Just add the liquid and chill it. The custard can be stored in the fridge for up to two hours, until it has completely set, in six ramekins.
Have fun all week long: Ramekins can be stored in the refrigerator for up to four days if they are covered with plastic wrap and refrigerated. Let one sit out at room temperature for about 15 minutes before eating to soften it.
Put them in the freezer if you want to save them for a future dessert. You may freeze them for up to three months if you wrap them in plastic or foil. The next time you have a yearning for something sweet, simply let it thaw in the refrigerator overnight.
- Use high-quality chocolate: The quality of the chocolate you use will significantly impact the flavor and texture of your Chocolate Pots de Crème. It's best to use good quality dark chocolate with at least 60% cocoa solids.
- Don't overheat the cream: When heating the cream for the custard, be careful not to let it boil. Overheating the cream can cause it to curdle and ruin the custard's texture.
- Use room temperature eggs: Using eggs at room temperature will ensure that they mix smoothly with the cream mixture, resulting in a creamy and smooth custard.
What is the difference between pots de crème and chocolate pudding?

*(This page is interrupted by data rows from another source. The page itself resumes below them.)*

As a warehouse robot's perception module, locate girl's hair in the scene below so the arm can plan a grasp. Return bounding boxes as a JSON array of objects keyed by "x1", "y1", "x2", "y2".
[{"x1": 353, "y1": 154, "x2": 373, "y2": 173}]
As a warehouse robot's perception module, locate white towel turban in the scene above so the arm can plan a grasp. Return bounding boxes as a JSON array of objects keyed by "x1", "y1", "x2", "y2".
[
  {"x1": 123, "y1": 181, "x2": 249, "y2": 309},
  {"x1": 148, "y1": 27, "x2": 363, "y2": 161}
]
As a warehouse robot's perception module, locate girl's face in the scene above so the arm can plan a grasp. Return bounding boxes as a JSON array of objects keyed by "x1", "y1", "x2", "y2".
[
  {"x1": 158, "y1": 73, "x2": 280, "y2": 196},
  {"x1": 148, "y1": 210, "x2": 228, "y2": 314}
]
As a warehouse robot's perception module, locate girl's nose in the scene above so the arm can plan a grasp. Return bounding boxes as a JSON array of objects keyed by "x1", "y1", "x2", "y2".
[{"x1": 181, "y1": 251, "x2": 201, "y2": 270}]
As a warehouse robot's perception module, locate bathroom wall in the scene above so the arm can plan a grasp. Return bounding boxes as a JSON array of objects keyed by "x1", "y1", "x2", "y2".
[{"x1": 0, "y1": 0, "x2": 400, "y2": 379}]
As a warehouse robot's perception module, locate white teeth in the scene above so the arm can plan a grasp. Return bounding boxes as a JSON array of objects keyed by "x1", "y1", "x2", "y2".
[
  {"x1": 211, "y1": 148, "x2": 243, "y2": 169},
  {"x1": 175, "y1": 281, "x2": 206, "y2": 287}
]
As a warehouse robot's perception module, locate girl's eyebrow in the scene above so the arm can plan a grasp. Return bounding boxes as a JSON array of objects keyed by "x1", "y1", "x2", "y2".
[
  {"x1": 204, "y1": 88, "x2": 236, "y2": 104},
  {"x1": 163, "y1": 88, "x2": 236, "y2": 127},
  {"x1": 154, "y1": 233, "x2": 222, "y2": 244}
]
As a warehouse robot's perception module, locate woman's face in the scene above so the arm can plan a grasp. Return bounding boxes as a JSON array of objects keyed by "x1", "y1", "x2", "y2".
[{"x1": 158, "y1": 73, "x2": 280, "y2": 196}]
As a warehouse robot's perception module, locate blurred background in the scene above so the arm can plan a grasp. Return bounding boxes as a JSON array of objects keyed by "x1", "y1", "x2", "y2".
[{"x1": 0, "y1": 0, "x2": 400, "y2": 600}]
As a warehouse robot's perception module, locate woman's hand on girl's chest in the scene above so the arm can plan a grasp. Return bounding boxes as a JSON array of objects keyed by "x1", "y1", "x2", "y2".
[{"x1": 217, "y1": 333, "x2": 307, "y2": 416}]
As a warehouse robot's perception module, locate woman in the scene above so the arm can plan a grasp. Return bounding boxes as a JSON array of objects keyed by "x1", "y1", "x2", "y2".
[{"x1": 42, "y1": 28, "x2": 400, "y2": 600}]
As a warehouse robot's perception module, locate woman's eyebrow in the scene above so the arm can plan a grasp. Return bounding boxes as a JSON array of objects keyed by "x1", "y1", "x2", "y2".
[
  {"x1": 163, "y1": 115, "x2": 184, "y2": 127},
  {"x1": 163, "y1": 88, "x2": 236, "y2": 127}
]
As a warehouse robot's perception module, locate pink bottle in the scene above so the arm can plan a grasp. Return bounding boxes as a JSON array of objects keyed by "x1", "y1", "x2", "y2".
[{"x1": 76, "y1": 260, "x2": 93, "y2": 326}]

Pots de crème is a French dessert that is similar to chocolate pudding, but it is richer and denser in texture. Pots de crème is typically made with heavy cream and egg yolks, whereas chocolate pudding is made with milk and cornstarch.
EASY CHOCOLATE POTS DE CRÈME
- 1 cup heavy cream
- 1 cup whole milk
- 5 large egg yolks
- 6 ounces semisweet chocolate, chopped
- ½ teaspoon espresso powder (optional)
- ¼ teaspoon kosher salt
- Heat the cream. Add the heavy cream and milk to a saucepan over medium heat. Whisk occasionally until it just starts to simmer with bubbles along the edges, then remove from the heat.
- Temper the eggs. Whisk the egg yolks in a medium bowl. While continuously whisking, very slowly pour half of the hot cream mixture into the bowl. Don't pour too fast or the eggs will curdle. Return the tempered egg mixture to the saucepan and stir together over medium-low heat for 1 to 2 minutes, or until the custard is slightly thickened. Turn off the heat.
- Add the chocolate. Add the chopped chocolate, espresso powder (if using), and salt to the custard. Let the chocolate melt for a minute, then whisk until it's completely smooth.
- Strain the mixture through a fine mesh strainer into a separate bowl (or measuring bowl with a pour spout), to remove any clumps and bubbles.
- Pour and chill. Pour the custard into six 4-ounce ramekins and refrigerate until chilled, about 2 hours.
- Serve. When ready to serve, let the pots de crème stand at room temperature for 15 minutes, to soften slightly. Garnish with whipped cream and chocolate shavings.
- Because I’m using semisweet chocolate (around 64%), there’s no need for any extra sugar. If you prefer bittersweet chocolate (around 70%) I’d recommend whisking 2 to 3 tablespoons of coconut sugar (or any other granulated sugar) with the egg yolks before tempering with the hot cream.